To strike that balance, officials are warning those who shun the national vaccination campaign that they will be shut out of everyday activities. “Anyone who does not get vaccinated will be left behind,” Israel’s health minister Yuli Edelstein said.
As thousands of people rushed to download the “green passport” documents, the website crashed Saturday night. The Health Ministry said people could use their vaccination certificates in the meantime.”
There are, to put it mildly, civil liberties concerns about making a person’s freedom conditional on receiving an injection, and that’s not a road that Ireland should go down. But nor should we be going down this dopey American road of “oh, take your time to get vaccinated, we’ll just keep restrictions up until 2022”. The public desperately needs good news, and a pathway back to normalcy. If the vaccine cannot provide such a pathway, then its next to useless. We may as well just go the Zero Covid road, in that case, and close the borders semi-permanently. We’d be trapped on the island indefinitely, but at least we’d have some kind of life.

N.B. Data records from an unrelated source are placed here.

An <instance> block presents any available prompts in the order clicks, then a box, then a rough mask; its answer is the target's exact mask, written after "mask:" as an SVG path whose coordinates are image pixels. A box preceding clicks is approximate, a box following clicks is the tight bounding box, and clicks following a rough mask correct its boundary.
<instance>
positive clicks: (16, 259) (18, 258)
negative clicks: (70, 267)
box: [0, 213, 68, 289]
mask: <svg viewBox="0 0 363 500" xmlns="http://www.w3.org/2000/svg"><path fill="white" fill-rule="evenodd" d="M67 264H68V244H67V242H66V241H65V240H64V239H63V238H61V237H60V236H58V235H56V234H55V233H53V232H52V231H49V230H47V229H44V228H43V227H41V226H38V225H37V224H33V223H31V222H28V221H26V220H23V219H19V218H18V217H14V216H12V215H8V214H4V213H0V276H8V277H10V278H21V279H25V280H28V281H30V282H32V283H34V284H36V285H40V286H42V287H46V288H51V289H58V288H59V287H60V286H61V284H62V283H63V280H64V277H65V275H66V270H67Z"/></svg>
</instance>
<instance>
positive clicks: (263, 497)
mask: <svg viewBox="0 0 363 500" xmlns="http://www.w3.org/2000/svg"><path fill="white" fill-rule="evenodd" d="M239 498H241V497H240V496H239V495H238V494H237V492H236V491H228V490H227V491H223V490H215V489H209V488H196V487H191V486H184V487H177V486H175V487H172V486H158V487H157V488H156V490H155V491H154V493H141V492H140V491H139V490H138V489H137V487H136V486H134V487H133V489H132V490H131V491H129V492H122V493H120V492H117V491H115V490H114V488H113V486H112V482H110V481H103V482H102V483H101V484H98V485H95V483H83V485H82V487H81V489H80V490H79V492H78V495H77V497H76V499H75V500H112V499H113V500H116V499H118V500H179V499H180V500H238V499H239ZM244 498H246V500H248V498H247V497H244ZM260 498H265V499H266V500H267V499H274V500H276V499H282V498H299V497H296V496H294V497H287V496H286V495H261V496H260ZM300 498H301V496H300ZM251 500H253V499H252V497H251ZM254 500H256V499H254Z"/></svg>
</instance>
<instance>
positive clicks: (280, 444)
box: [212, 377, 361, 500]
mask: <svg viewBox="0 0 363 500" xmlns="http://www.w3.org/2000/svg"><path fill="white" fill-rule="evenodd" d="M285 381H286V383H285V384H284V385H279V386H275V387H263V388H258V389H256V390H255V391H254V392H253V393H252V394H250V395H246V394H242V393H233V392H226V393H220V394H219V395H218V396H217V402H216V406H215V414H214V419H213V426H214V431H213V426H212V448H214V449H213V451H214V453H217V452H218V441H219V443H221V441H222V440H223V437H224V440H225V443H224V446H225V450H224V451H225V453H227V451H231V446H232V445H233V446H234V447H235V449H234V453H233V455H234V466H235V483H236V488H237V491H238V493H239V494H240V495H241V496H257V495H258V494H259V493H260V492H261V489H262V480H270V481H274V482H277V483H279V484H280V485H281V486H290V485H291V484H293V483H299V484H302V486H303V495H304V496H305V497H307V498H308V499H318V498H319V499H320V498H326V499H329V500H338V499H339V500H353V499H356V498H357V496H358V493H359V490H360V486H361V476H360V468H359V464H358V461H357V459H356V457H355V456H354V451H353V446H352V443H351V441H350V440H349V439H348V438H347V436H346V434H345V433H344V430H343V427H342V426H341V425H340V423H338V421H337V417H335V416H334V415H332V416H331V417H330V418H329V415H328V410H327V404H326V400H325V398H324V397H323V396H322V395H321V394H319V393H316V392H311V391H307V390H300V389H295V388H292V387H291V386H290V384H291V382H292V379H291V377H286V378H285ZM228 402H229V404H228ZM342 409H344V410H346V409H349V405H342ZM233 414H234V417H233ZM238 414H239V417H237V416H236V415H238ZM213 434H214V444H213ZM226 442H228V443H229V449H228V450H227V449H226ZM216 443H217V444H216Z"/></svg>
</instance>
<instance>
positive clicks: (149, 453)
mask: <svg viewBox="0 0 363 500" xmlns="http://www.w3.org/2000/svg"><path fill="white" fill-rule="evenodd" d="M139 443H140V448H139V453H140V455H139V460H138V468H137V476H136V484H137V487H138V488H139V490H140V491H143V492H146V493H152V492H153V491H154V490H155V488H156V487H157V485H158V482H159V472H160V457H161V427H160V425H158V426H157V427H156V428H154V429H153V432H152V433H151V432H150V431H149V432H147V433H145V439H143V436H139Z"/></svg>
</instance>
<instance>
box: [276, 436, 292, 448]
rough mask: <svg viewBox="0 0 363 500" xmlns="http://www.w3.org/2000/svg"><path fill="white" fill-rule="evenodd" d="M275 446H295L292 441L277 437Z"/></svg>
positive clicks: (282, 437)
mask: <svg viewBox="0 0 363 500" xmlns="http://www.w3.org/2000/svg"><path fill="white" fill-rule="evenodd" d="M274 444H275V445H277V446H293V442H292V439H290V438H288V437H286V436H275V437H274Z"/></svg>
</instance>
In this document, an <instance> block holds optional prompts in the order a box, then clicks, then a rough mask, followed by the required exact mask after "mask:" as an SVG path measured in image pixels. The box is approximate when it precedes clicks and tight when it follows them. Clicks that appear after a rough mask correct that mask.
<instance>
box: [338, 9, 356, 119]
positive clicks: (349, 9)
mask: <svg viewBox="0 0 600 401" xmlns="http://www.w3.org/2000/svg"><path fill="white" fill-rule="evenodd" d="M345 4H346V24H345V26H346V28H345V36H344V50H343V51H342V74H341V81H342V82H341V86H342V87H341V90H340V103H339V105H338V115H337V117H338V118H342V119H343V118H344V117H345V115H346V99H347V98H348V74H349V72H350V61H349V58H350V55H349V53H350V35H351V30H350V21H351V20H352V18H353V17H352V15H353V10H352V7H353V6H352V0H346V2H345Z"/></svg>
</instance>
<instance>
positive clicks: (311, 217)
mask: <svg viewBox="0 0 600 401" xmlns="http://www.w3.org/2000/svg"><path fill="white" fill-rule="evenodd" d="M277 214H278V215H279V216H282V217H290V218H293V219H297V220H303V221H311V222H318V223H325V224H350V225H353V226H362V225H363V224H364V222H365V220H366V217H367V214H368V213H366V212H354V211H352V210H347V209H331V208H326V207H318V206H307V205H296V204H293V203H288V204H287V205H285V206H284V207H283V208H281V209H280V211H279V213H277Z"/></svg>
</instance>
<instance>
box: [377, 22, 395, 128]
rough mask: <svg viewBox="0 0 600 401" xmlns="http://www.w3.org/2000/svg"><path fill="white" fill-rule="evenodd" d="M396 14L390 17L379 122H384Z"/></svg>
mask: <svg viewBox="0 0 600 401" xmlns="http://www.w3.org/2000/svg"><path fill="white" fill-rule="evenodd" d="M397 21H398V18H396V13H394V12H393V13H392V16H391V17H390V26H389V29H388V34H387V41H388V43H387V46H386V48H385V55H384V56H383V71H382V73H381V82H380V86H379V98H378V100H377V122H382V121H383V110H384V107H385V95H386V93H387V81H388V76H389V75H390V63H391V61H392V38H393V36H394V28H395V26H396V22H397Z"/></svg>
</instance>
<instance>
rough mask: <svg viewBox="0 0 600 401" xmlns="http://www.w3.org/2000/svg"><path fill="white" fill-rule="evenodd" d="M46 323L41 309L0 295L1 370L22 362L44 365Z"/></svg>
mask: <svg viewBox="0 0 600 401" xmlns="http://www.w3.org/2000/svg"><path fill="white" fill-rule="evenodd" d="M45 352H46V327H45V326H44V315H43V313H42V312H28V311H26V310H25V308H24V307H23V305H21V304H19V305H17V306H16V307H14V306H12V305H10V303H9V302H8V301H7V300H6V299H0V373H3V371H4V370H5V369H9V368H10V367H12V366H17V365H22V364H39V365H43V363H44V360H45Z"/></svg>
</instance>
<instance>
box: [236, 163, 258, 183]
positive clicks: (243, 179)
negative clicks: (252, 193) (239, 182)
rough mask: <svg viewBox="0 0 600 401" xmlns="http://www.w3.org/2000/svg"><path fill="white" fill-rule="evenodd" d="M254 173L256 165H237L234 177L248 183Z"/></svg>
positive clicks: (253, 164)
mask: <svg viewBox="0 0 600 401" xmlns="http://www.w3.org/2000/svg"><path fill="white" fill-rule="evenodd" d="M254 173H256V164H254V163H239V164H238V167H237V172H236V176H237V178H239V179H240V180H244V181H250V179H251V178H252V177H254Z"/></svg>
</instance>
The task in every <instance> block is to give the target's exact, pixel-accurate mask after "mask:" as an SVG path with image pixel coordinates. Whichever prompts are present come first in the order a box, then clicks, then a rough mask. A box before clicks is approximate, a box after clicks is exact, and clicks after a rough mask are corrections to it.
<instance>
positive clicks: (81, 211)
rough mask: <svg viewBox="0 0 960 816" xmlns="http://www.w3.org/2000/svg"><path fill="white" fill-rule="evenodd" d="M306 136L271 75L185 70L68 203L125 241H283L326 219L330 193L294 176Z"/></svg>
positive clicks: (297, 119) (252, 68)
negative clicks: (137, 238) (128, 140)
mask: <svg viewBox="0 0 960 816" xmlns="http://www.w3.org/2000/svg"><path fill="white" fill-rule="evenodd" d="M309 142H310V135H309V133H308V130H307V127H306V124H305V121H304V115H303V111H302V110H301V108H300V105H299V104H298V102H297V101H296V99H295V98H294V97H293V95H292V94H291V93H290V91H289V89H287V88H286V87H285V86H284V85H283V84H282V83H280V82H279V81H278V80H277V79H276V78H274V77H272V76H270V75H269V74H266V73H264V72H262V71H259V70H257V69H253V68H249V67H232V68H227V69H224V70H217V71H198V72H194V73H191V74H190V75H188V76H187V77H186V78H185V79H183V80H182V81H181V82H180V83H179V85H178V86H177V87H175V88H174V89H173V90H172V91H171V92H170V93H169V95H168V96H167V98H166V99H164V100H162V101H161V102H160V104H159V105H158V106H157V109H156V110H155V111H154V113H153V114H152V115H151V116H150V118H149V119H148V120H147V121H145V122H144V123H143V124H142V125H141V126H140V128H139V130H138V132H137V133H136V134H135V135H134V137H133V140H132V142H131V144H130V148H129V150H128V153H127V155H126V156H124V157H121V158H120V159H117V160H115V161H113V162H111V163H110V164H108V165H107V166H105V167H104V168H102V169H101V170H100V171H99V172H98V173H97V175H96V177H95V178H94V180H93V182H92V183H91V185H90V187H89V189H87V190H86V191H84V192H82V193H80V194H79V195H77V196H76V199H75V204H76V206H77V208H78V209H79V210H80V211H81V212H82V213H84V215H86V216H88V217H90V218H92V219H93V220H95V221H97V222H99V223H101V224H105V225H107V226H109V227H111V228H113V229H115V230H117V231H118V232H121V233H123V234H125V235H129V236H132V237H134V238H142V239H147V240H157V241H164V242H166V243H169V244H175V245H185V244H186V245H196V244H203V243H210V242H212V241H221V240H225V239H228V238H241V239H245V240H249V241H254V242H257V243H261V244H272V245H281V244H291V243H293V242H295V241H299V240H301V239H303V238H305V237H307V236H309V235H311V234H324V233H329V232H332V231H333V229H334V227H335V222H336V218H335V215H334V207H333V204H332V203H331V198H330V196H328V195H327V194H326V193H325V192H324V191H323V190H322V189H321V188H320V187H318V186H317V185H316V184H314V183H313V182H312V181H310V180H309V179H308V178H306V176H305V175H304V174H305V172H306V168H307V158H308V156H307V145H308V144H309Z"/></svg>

In any case, Ireland shouldn’t have the kinds of problems that the Israelis seem to be seeking to address with their mandatory vaccine policy. According to the most recent polling, eight in ten Irish people are eager to get their vaccination. This kind of measure simply shouldn’t be necessary.
But what, then, of the die-hards? The people who simply won’t take a vaccine for Covid under any circumstances. Well, if you’re one of them, the good news is that there are simply so few of you that you shouldn’t really make a big difference: For one thing, the venn diagram of people who won’t take a vaccine, and people who don’t believe Covid is a big risk to begin with, is not perfectly circular, but its close. Many of them will either have had covid already, and picked up immunity that way, or they’ll get it before this thing is over. A vaccination, after all, is just a substitute for natural immunity. A lot of people who don’t want the vaccine will have the effects of the vaccine anyway.
For another thing, the unvaccinated should pose a relatively low risk to the vaccinated: The risk that’s usually cited, in these conversations, is that by allowing the virus to circulate, the unvaccinated increase the risk of new variants, and a second pandemic. But since the evidence is that the vaccine mainly reduces the seriousness of the virus, rather than eliminating it, that risk is also going to continue to be present in the vaccinated. The risk of a new strain is a constant one, vaccine or no vaccine.
But the bottom line is this: There’s no reason, none, to think it acceptable that we might still be wearing masks, and observing other restrictions, in 2022. Politicians and Governments have almost a full year to vaccinate people, and get us back to normal. Anything else would be a massive failure.